Beyond that, AMD does not have a strong software division or one with the teeth to really influence hardware to their needs . They have great engineers but leadership doesn’t know how to get them to where they need to be.
Nvidia is massively overvalued right now. AI has rocketed them into absolute absurdity, and it's not sustainable. Put aside the actual technology for a second and realize that public image of AI is at rock bottom. Every single time a company puts out AI-generated materials, they receive immense public backlash. That's not going away any time soon and it's only likely to get worse.
Speaking as someone that's not even remotely anti-AI, I wouldn't touch the shit with a 10 foot pole because of how bad the public image is. The moment that capital realizes this, that bubble is going to pop and it's going to pop hard.
That switch will reduce the NVIDIA margins by a lot. NVIDIA probably has 2 years left of being the only one with golden shovels.
Perhaps in keeping with the broader thread here, they had only ever funded a single contract developer working on it, and then discontinued the project (for who-knows-what legal or political reasons).
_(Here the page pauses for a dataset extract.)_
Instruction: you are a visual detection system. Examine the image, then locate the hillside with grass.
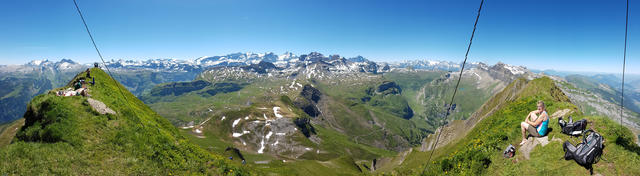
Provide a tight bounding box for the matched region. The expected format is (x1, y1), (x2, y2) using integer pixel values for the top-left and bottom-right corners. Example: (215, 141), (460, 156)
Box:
(384, 77), (640, 175)
(0, 68), (249, 175)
But the developer had specified that he could open-source the pre-AMD state if the contract was dissolved, and he did exactly that! The project is active with an actively contributing community, and is rapidly catching up to where it was.
https://www.phoronix.com/review/radeon-cuda-zluda
https://vosen.github.io/ZLUDA/blog/zludas-third-life/
https://vosen.github.io/ZLUDA/blog/zluda-update-q4-2024/
IMO it's vital that even if NVIDIA's future falters in some way, the (likely) collective millennia of research built on top of CUDA will continue to have a path forward on other constantly-improving hardware.
It's frustrating that AMD will benefit from this without contributing - but given the entire context of this thread, maybe it's best that they aren't actively managing the thing that gives their product a future!
Throwing a vast amount of effort at something isn't sufficient.
https://www.modular.com/blog/democratizing-ai-compute-part-5...
(Maybe "nothing special" is a little bit strong, but as a chip designer I've never seen the actual NVIDIA chips as all that much of a moat. What makes it hard to find alternatives to NVIDIA is their driver and CUDA stack.)
Curious to hear others' opinions on this.
So far those guesses haven't worked out (not surprising as they have no specific ML expertise and are not partnered with any frontier lab), and no amount of papering over with software will help.
That said I'm hopeful the rise of reasoning models can help, no one wants to bet the farm on their untested clusters but buying some chips for inference is much safer.
If it's a question of first principles, there is a small glimmer of hope in a company called tinygrad making the attempt - https://geohot.github.io//blog/jekyll/update/2025/03/08/AMD-...
If the current 1:16 AMD:NVIDIA stock value difference is entirely due to the CUDA moat, you might make some money if the tide turns. But who can say…
OpenCL is completely open (source) and so why wouldn't we, all of us, throw our weight behind OpenCL.
(no, I have no connection with them and have nothing to do with them, other than having learned a bit).
https://www.linkedin.com/posts/jtatarchuk_beyondcuda-democra...
Actually it might be better to spend 1B on shares and 10x 100M on development and take ten attempts in parallel and use the best of them.
If they wanted to prioritize this, they would. They're simply not taking it seriously.
But — too late. First versions of ROCm were terrible. Too much boilerplate. 1200 lines of template-heavy C++ for a simple FFT. Can't just start hacking around.
Since then, the CUDA way is cemented in minds of developers. Intel now has oneAPI, and it is not too bad, and hackable, but there is no hardware and no one will learn it. And HIP is "CUDA-like", so why not CUDA, unless you _have to_ use AMD hardware.
Tl;dr first versions of ROCm were bad. Now they are better, but it is too late.
Neither will encroach too much on the others turf. The two companies don't want to directly compete on the things that really drive the share price.